O candidato Vital Kamerhe, ex-ministro de Kabila, afirmou que diversas cédulas eleitorais já estavam com os votos marcados a favor do presidente quando chegavam nas mãos dos eleitores e que algumas pessoas foram impedidas de entrar nos colégios eleitorais para votar por seus favoritos ao Parlamento e à presidência.

Três outros concorrentes também defenderam que não se aceitasse nenhum resultado, afirmando que problemas técnicos e fraudes indicavam que os votos não eram confiáveis.

"Não pode haver dúvidas sobre a escala da fraude, deliberadamente planejada por aqueles no poder com a conivência da comissão eleitoral nacional", disse Kamerhe. "Essas eleições devem ser anuladas rapidamente".

Durante as eleições, ao menos três pessoas morreram. Um porta-voz militar informou que dois policiais e uma mulher foram mortos em Lubumbashi, no sul do país, durante um ataque contra um posto de votação lançado por homens armados, indicou um porta-voz militar.

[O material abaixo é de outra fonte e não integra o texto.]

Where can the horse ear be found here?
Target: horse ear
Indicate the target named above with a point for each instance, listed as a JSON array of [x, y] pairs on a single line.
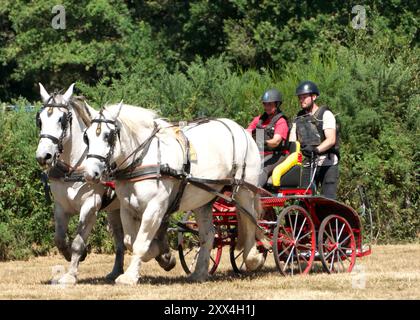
[[45, 96], [115, 112], [68, 93]]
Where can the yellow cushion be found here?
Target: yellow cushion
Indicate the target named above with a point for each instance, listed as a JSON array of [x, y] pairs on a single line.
[[286, 165]]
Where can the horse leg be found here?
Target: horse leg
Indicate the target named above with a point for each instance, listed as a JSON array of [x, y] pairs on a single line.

Soldados da Polícia Nacional da RDC e da Missão da ONU no país (Monusco) foram convocados para fazer a segurança do pleito. Com o objetivo de supervisionar o processo, foram distribuídos no país 2.500 observadores nacionais e 300 internacionais.

Diante do clima de tensão, agravado por confrontos entre os eleitores de Kabila e de opositores, com saldo de dois mortos e muitos feridos, a União Africana e a ONU pediram em comunicado aos atores políticos da RDC que contivessem a violência.